Kırmızı pancar bir, iki veya çok yıllık bir sebzedir. Eski
dönemlerden beri yabani pancar yemeklerde kullanılmıştır. M.Ö. 2-1 bin
yıllarında yaprak pancar (pazı) kültüre girmiş ve tıbbi bitki ve sebze olarak
yetiştirilmeye başlamıştır. M.Ö. IV
yıllarında ilk kök pancar çeşitleri ortaya çıkmaya başlamıştır. Batı
Avrupa'da XIII-XIV yüzyıllarda yayılmaya başlamıştır. Daha sonra pancar tüm
kıtalara yayılmıştır. özellikle Balkanlar ve Doğu Avrupa halkları tarafından
yaygın olarak kullanılmıştır.
Pancar günümüzde tüm dünya mutfaklarında kullanılmaktadır.

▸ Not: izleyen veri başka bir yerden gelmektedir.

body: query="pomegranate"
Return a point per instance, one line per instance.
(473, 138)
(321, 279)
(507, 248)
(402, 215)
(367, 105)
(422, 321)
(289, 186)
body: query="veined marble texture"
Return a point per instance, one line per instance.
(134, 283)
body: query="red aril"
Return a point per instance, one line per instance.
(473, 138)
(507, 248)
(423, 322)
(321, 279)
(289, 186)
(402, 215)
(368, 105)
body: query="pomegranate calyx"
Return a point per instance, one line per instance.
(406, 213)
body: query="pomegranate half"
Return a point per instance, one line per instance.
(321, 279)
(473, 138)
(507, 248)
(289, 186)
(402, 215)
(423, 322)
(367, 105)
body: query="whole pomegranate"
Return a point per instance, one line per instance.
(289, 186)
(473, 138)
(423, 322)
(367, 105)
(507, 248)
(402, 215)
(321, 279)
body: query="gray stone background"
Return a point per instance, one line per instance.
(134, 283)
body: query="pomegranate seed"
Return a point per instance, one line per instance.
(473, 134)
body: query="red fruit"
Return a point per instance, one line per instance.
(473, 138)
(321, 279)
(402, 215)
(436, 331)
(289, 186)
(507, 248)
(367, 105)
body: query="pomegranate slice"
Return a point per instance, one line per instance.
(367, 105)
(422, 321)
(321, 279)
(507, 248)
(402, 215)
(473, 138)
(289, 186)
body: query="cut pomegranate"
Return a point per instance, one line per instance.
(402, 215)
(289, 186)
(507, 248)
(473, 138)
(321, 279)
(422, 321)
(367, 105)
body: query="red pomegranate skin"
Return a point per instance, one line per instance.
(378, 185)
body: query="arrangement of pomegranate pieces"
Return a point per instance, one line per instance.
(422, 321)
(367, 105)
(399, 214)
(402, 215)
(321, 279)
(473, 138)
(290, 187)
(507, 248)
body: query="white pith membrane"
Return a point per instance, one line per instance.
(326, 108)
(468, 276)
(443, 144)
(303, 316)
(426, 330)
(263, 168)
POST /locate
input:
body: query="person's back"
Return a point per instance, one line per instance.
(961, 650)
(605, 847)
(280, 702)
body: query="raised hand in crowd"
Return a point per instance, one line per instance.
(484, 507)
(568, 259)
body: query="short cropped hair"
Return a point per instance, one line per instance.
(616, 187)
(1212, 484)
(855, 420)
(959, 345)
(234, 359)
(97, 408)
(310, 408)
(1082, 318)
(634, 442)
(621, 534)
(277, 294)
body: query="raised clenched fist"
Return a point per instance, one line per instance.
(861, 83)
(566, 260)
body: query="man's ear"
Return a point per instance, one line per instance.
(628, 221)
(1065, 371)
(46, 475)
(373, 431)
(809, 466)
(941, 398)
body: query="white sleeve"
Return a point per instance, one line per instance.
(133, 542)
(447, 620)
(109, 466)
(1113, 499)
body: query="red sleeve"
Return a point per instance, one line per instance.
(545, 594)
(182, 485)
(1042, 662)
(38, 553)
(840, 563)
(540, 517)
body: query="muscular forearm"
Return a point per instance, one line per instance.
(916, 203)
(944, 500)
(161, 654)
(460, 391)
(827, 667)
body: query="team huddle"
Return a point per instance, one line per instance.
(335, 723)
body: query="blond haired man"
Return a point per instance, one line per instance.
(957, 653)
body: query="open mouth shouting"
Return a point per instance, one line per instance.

Kırmızı pancar salata, çorba, meze, içecek ve hatta tatlı yapımında kullanılır.
Doğu Avrupa'da ünlü borç çorbasının vazgeçilmez sebzesi olarak bilinir.
Pancarın şifalı özellikleri eski çağlardan beri
bilinmektedir. İlk başlarda kökler sadece tıbbi amaçlarla kullanılırdı.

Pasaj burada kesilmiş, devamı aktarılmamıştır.